Tornado Tracker: Deadly Twisters Kill 2 in Indiana as Severe Storms Batter South Bend Weather and the Midwest
A violent outbreak of severe storms tore through the Midwest on Tuesday night, killing at least two people in Indiana and putting the South Bend weather zone directly in the crosshairs of a tornado warning. The Storm Prediction Center tracked multiple confirmed tornadoes across Iowa, Illinois, Indiana, Oklahoma, and Texas — a sprawling system that left first responders calling the damage "total devastation."
The death toll stands at two. Injuries remain unconfirmed in number.
Tornado Kills 2 in Lake Village, Indiana — South Bend Weather Under Direct Threat
A powerful tornado barreled into Lake Village, Indiana Tuesday night, killing at least two people, injuring several others, and destroying homes and snapping power poles. Newton County bore the worst of it, with Wheatfield also taking a direct hit.

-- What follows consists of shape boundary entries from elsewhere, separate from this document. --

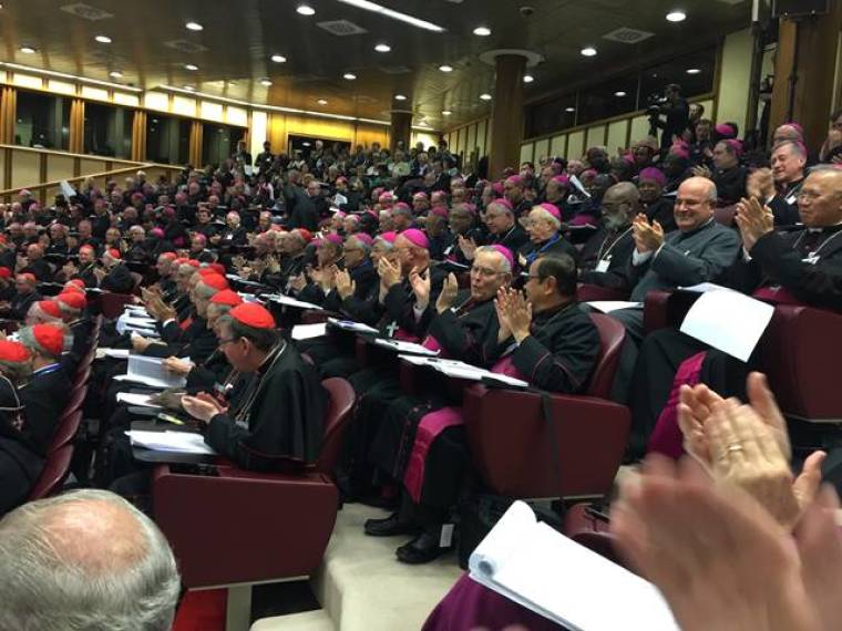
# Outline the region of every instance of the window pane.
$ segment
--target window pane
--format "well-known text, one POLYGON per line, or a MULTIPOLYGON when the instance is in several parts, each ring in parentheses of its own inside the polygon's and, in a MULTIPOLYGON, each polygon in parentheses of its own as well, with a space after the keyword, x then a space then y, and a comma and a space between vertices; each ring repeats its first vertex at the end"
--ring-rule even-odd
POLYGON ((14 144, 48 149, 70 147, 70 99, 18 91, 14 144))

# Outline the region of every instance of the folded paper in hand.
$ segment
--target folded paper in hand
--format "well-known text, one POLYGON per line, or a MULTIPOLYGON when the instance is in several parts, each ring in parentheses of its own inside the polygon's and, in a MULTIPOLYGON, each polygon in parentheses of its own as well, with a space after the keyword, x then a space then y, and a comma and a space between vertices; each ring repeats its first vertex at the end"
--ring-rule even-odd
POLYGON ((126 435, 132 445, 154 449, 156 452, 173 452, 176 454, 207 454, 216 452, 205 444, 202 434, 192 432, 142 432, 129 430, 126 435))
POLYGON ((469 568, 473 580, 566 629, 678 631, 655 586, 540 524, 523 501, 476 547, 469 568))
POLYGON ((737 291, 707 291, 690 307, 680 330, 747 362, 773 313, 771 304, 737 291))

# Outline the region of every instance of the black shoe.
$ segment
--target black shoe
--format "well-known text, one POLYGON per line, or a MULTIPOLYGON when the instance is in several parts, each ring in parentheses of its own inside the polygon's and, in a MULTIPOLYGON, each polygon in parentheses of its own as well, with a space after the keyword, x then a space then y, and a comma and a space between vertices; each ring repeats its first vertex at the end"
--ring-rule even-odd
POLYGON ((438 559, 448 550, 450 550, 450 548, 441 548, 439 546, 438 535, 421 532, 409 544, 398 548, 396 555, 398 556, 398 560, 402 563, 419 566, 438 559))
POLYGON ((418 527, 402 521, 399 513, 392 513, 384 519, 367 519, 366 535, 370 537, 393 537, 394 535, 414 535, 418 527))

South Bend weather was placed under a full Tornado Warning shortly after 10 PM ET Tuesday. The National Weather Service in Northern Indiana issued the warning for southern St. Joseph County and northwestern Marshall County, valid until 10:45 PM ET, after radar detected rotation over North Liberty — approximately 10 miles southwest of South Bend — moving northeast at 30 mph.
The storm carried hail up to two inches in diameter and wind gusts up to 70 mph, with the warning citing radar-indicated rotation and flagging flying debris as a direct threat to anyone caught outside.
Storm Prediction Center Tracks Multi-State Severe Weather Outbreak
Tuesday's outbreak was no isolated event. During the afternoon and evening of March 10, several intense supercell thunderstorms moved across northern Illinois and northwestern Indiana, with the Storm Prediction Center confirming tornadoes in the Kankakee River Valley — including a "very large" twister in Kankakee County that pushed into northwest Indiana. Giant hail accompanied the system across multiple counties.
Confirmed tornadoes were reported in Iowa, Illinois, Indiana, Oklahoma, and Texas, with crews now surveying the destruction to determine final storm strength ratings. The National Weather Service said tornado tracks will be plotted on its damage survey maps once field assessments are complete.
Today's Weather Forecast: Severe Storms Push South and East
The threat has not ended. Thursday's weather forecast shows the storm system tracking from the southern Plains into the Northeast, keeping millions in the path of continued severe weather. Isolated to scattered severe thunderstorms are expected Thursday from the Gulf Coast into parts of the Mid-Atlantic, with a narrow corridor of instability extending across eastern West Virginia into the Mid-Atlantic region.
The Storm Prediction Center's current outlook flags damaging winds as the primary hazard Thursday morning into the afternoon across parts of the Southeast as a cold front pushes through.
A dry, cool air mass overrunning much of the country in the front's wake will suppress thunderstorm potential for most areas by Friday — except the southern Florida peninsula, where the front is expected to stall.
2026 Severe Weather Season: Already Deadly Before Spring
This week's outbreak fits a pattern forecasters flagged before March even started. In Oklahoma, an EF2 tornado near Fairview killed a mother and daughter along U.S. Highway 60, followed by additional tornadoes near Beggs and northern Tulsa. In southern Michigan, early-March tornadoes around Union Lake and Edwardsburg destroyed neighborhoods, killing at least four people — including a 12-year-old boy — and injuring more than a dozen others.
AccuWeather Meteorologist Alex Duffus said forecasters expect tornado counts to run near the historical average for 2026, but warned that "flash flooding is a big concern this year" and that damaging wind gusts may define the season more than raw tornado numbers.
March tornadoes are forecast to focus on a corridor from northern Georgia to Oklahoma, northward through most of Illinois — precisely the corridor Tuesday's outbreak targeted.
The damage survey teams are in the field. The Storm Prediction Center's final count for Tuesday's outbreak has not yet been released.